Past notable Chapman University Filmmakers-in-Residence include Academy Award®-nominated producer JoAnne Sellar (There Will Be Blood, Boogie Nights, Magnolia), director and producer Betty Thomas (Dr. Doolittle, Private Parts, Brady Bunch Movie, I Spy), screenwriter and producer Leslie Dixon (Mrs. Doubtfire, Hairspray, Limitless), director and producer Jonathan Sanger (Vanilla Sky, The Elephant Man, The Producers), director Sheldon Epps (Friends, Frasier), producer Michael Phillips (Taxi Driver, Close Encounters of the Third Kind), and director Martha Coolidge (Real Genius, Rambling Rose, Valley Girl).

About Chapman University:

Consistently ranked among the top universities in the West, Chapman University attracts highly qualified students from around the globe. Its programs are designed to encourage leadership in innovation, creativity and collaboration, and are increasingly recognized for providing an extraordinary educational experience. The university excels in film and media arts, performing arts, educational studies, economics and business, law, humanities and the sciences. Student enrollment in graduate and undergraduate programs is approaching 7,000, and Chapman University alumni are found throughout California and the world.

Lawrence and Kristina Dodge College of Film and Media Arts:

One of the premier film schools in the country, Dodge College of Film and Media Arts offers students the unique opportunity to learn filmmaking in a hands-on environment modeled on a working studio.  The college is comprised of the Sodaro-Pankey Undergraduate School of Film and Media Arts, offering degrees in film production, film studies, screenwriting, creative producingtelevision and broadcast journalism, public relations and advertising, screen acting and digital arts; and the graduate Conservatory of Motion Pictures, offering M.F.A. degrees in film production, film and television producing, production design, and screenwriting, and an M.A. in film studies. Two joint M.F.A. degrees in producing are also offered in conjunction with the business (M.F.A./M.B.A.) and law (M.F.A./J.D.) schools.
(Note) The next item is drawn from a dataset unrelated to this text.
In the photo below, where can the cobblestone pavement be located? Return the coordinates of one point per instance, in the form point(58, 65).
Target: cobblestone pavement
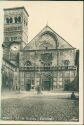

Dodge College is housed in Marion Knott Studios, a state-of-the-art, 76,000-square-foot studio and classroom building that provides students with 24-hour access to sound stages, edit bays, Dolby surround mixing, a motion capture stage and more.  With an Oscar and Emmy-award winning full-time faculty that boasts more feature film credits than any other film school, Dodge College is where students learn the entertainment business from the inside out.